Gaul éclata de rire.

— J’ai dit quelque chose de drôle ?

— Tu parles comme si c’était extraordinaire… Mais dans le premier rêve, celui qui prétend être la vie, je suis entouré de femmes et d’hommes qui peuvent me ligoter d’une pensée et me tuer quand ça leur chante. J’ai l’habitude d’être impuissant face à certains adversaires, Perrin Aybara. C’est comme ça que vont les choses…

— Peut-être, insista Perrin, mais si nous trouvons Tueur, je veux que tu restes loin de lui. Laisse-moi l’affronter. Au fait, c’est un type au visage carré avec des yeux qui ne semblent pas vraiment vivants. Et il est vêtu de cuir noir.

— Mais…

— Tu as juré de m’obéir, Gaul. C’est très important. Tueur a abattu Sauteur. Il ne doit pas t’avoir aussi. Donc, tu ne le combattras pas.

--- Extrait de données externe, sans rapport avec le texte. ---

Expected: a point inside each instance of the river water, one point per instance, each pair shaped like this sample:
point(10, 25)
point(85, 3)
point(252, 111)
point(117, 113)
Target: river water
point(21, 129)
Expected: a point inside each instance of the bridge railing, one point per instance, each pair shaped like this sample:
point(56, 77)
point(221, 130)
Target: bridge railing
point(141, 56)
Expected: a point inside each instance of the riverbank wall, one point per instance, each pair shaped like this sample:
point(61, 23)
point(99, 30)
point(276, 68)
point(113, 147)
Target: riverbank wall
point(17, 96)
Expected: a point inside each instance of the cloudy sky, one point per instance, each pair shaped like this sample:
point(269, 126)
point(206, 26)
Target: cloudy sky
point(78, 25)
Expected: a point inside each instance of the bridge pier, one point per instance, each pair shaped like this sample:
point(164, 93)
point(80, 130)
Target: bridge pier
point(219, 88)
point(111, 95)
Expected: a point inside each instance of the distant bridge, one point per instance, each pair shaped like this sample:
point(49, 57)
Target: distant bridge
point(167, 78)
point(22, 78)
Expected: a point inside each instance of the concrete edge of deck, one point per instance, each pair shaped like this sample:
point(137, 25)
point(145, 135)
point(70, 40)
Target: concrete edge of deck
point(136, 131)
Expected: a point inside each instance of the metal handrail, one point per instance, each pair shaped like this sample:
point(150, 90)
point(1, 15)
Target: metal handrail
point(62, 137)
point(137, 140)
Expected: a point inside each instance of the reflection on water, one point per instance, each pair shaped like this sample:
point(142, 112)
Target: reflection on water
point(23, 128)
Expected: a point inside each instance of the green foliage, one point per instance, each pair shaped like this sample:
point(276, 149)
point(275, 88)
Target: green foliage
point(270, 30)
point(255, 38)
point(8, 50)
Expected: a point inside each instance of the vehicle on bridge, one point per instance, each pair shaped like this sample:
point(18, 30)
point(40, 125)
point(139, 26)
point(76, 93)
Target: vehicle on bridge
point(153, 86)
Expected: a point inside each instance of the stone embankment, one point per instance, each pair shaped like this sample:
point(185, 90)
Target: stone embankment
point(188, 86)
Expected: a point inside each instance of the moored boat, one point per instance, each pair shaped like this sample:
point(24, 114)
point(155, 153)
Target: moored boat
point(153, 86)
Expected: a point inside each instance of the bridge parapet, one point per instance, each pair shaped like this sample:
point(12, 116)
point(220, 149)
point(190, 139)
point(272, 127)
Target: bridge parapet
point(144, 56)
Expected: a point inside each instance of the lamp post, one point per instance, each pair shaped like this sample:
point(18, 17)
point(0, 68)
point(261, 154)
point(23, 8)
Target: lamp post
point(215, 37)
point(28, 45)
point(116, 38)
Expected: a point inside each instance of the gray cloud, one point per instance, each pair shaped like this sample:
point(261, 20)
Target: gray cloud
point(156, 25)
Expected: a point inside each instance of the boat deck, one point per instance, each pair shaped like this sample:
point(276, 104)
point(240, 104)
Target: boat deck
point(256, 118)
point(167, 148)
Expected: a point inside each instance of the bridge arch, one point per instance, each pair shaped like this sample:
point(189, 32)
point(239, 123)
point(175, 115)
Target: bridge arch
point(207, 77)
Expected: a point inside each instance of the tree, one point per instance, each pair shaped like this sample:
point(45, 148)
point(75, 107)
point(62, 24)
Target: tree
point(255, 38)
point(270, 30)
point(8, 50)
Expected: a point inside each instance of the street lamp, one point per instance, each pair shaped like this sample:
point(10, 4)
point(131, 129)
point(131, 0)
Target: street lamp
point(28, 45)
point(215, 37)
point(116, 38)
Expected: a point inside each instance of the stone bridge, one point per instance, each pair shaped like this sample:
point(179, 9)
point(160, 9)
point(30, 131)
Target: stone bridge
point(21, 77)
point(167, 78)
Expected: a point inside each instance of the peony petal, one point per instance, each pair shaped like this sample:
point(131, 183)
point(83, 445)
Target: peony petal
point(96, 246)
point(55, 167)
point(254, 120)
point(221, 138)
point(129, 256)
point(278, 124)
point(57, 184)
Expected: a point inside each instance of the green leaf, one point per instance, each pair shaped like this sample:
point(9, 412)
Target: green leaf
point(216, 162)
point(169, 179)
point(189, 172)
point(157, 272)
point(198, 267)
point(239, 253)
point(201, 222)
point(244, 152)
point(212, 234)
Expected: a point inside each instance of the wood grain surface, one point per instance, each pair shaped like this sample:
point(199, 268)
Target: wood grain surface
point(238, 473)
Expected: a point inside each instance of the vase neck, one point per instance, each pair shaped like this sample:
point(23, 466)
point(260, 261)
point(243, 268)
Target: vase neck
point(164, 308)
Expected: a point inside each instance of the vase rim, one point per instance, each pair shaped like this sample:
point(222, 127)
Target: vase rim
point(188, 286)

— Très bien, j’en fais le serment. Mes lances ne danseront pas contre lui, sauf si tu me l’ordonnes.

Accablé, Perrin imagina Gaul se laissant éventrer sans toucher à ses lances. Dès qu’il était question de serment, les Aiels avaient tendance à s’emballer.

— Tu pourras l’affronter s’il t’attaque, mais avec l’idée de rompre le combat et de t’enfuir. Ne le traque pas, et si je me bats contre lui, reste à l’écart. C’est compris ?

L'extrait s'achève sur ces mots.